Puse en la mesa huevos, tortas de maíz y té -más leche caliente azucarada que té- para Benjamin y para mí. Ambos necesitábamos elevar el nivel de azúcar en la sangre. Saqué un par de aspirinas del frasco que llevaba en el bolso y me las tomé con el té. Con un poco de suerte me aliviarían el hombro dolorido.
Benjamin terminó sus plegarias, mirándome un poco a la defensiva. Las oraciones diarias le habrían servido de consuelo durante los largos días que había pasado solo, proporcionándole algo en lo que apoyarse. El Corán de su padre funcionaba como los ejercicios vocales de mi madre: la rutina de los seres queridos te hace sentir que están contigo.
– ¿Ahora las noticias? -dijo-. Por favor, entérate de qué le ha pasado de Catterine.
– A Catherine -lo corregí sin pensar.
– A Catherine -repitió.
Volví a encender la radio. Finalmente, a la media, empezaron las noticias locales.
Respondiendo a la denuncia de algunos vecinos, la policía del condado de DuPage ha llevado a cabo una redada en una finca deshabitada de New Solway a primera hora del día. De acuerdo con el comisario Rick Salvi, un árabe al que se busca para ser interrogado en relación con el 11 de septiembre ha estado escondiéndose en la casa.

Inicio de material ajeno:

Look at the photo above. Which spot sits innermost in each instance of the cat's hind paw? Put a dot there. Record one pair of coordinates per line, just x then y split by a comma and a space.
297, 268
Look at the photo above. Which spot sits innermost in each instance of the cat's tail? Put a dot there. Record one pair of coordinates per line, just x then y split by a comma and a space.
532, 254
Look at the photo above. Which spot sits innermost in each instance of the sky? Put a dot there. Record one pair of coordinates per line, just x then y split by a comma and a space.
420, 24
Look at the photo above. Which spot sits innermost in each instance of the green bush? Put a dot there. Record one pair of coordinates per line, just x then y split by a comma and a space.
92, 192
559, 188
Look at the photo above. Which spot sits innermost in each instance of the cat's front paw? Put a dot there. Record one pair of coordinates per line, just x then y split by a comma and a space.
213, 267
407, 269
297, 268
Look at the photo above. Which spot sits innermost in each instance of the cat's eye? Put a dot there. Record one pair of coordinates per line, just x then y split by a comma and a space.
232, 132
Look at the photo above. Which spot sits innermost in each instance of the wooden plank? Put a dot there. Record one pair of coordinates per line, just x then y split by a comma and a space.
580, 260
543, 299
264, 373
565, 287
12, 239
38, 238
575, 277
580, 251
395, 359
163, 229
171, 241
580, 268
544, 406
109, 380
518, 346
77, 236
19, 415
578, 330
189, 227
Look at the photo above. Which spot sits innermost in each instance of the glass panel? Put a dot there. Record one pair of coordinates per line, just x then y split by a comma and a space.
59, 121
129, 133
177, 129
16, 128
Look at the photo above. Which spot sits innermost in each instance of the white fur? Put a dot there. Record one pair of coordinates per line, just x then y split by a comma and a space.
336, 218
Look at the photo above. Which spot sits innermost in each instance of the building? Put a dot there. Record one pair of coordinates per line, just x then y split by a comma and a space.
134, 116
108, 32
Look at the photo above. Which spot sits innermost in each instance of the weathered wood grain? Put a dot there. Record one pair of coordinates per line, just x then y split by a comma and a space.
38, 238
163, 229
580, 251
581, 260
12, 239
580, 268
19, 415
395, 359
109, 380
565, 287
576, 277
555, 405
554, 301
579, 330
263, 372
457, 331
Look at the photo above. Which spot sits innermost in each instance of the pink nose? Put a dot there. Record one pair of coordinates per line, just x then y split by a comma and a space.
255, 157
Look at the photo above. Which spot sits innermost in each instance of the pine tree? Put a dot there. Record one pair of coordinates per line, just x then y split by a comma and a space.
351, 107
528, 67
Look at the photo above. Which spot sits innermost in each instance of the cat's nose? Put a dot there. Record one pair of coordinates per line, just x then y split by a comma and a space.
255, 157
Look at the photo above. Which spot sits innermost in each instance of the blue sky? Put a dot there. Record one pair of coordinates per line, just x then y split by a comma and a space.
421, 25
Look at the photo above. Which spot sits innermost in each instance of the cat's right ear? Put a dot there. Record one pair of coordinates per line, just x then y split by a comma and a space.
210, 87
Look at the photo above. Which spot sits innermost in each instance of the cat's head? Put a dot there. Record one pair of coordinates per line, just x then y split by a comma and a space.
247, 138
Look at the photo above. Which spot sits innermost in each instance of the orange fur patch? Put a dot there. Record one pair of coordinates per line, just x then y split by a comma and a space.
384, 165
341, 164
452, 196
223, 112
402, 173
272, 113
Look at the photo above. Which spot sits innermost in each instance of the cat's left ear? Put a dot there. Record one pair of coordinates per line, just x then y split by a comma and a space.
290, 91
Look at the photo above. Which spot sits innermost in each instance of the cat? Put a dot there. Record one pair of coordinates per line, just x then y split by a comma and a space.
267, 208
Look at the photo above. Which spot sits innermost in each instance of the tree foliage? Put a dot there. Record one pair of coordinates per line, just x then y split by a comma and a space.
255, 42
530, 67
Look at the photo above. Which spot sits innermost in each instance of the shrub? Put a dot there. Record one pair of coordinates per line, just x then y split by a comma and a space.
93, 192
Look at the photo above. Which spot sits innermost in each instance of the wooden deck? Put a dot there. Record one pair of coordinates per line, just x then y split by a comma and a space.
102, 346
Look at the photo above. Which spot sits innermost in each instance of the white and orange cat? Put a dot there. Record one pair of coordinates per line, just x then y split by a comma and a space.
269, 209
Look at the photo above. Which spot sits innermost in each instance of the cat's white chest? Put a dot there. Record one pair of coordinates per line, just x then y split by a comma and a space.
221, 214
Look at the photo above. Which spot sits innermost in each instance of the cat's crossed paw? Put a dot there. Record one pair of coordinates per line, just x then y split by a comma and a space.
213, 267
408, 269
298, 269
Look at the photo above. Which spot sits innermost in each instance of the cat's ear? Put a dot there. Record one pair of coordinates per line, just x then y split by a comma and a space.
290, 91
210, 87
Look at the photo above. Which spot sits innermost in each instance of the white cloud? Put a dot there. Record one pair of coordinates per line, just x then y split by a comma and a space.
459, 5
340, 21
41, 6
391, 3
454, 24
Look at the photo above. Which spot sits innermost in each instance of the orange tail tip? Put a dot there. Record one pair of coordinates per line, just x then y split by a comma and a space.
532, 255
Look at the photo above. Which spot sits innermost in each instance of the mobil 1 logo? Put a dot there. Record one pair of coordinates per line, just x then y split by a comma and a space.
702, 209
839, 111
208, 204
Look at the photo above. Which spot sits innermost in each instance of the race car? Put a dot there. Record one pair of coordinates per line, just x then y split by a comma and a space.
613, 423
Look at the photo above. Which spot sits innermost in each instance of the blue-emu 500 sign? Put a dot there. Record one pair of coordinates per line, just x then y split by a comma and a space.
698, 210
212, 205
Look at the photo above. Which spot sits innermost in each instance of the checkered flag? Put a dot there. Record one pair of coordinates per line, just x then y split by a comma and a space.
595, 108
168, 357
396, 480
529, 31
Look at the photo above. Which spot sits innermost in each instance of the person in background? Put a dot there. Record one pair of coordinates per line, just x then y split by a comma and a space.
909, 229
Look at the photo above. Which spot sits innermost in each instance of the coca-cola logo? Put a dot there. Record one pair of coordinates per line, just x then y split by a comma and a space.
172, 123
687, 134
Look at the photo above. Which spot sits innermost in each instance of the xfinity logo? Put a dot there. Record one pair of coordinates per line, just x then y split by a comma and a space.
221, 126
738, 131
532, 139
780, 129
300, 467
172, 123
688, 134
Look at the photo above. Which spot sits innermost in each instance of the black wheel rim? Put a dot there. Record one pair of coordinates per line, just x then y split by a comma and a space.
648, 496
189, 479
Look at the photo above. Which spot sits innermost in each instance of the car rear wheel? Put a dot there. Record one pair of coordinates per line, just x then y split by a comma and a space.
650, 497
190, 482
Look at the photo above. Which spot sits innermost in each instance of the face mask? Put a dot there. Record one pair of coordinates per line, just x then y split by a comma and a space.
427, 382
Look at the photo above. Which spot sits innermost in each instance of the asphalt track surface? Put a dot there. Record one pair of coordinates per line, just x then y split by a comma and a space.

El hombre logró escapar por una ventana del tercer piso mientras los oficiales registraban el interior. Mientras rastreaban minuciosamente el área, una muchacha de la zona fue herida por un disparo. El comisario se niega a confirmar el rumor de que fue uno de sus agentes quien realizó el disparo. La muchacha herida es Catherine Bayard, que daba un paseo nocturno por los jardines traseros de la casa de su abuelo, el editor de Chicago Calvin Bayard. El comisario Salvi dice que es posible que el hombre fugado hiriera a la señorita Bayard, y que entregará un informe completo una vez que haya examinado las armas de sus oficiales. La señorita Bayard se encuentra ingresada en un hospital de la zona en estado grave pero estable.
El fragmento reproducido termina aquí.